METHODS: Single LTCC currents were recorded in myocytes from human atrium and ventricle. Charge carriers were 70 mM Ba(2+), or a mixture of 30 mM Ca(2+) and 60 mM Ba(2+) to facilitate Ca(2+) permeation through recorded channels. The calcineurin inhibitor cyclosporine (10 microM) was used to reveal a putative role for calcineurin in regulation of LTCC.

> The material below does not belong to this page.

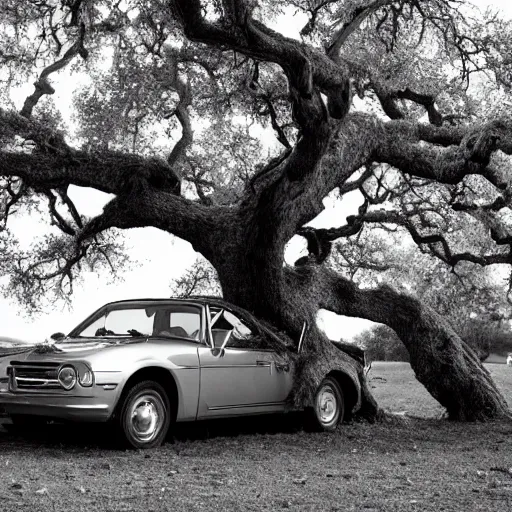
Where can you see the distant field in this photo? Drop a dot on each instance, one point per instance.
(414, 465)
(396, 388)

RESULTS: A mixture of Ca(2+) and Ba(2+) as charge carriers allowed for Ca(2+) permeation through recombinant human embryonic kidney cells and native (atrial and ventricular) human cardiac LTCC. With only Ba(2+) as the charge carrier, activities of both ventricular and atrial LTCC were strongly decreased by cyclosporine. In contrast, channel activity remained constant when Ca(2+) permeation was provided. In the presence of thapsigargin and (S)-BayK 8644, cyclosporine here even increased channel activity.
CONCLUSIONS: We propose a dual cyclosporine effect on human cardiac LTCC. A non-specific inhibitory effect prevails with Ba(2+) permeation but can be compensated or overcome by a specific Ca(2+)-dependent stimulation with Ca(2+) permeation. More complete restoration of physiological Ca(2+) movements (e.g., Ca(2+) release from sarcoplasmic reticulum) will help to define even more precisely the involvement of calcineurin in regulation of human cardiac LTCC.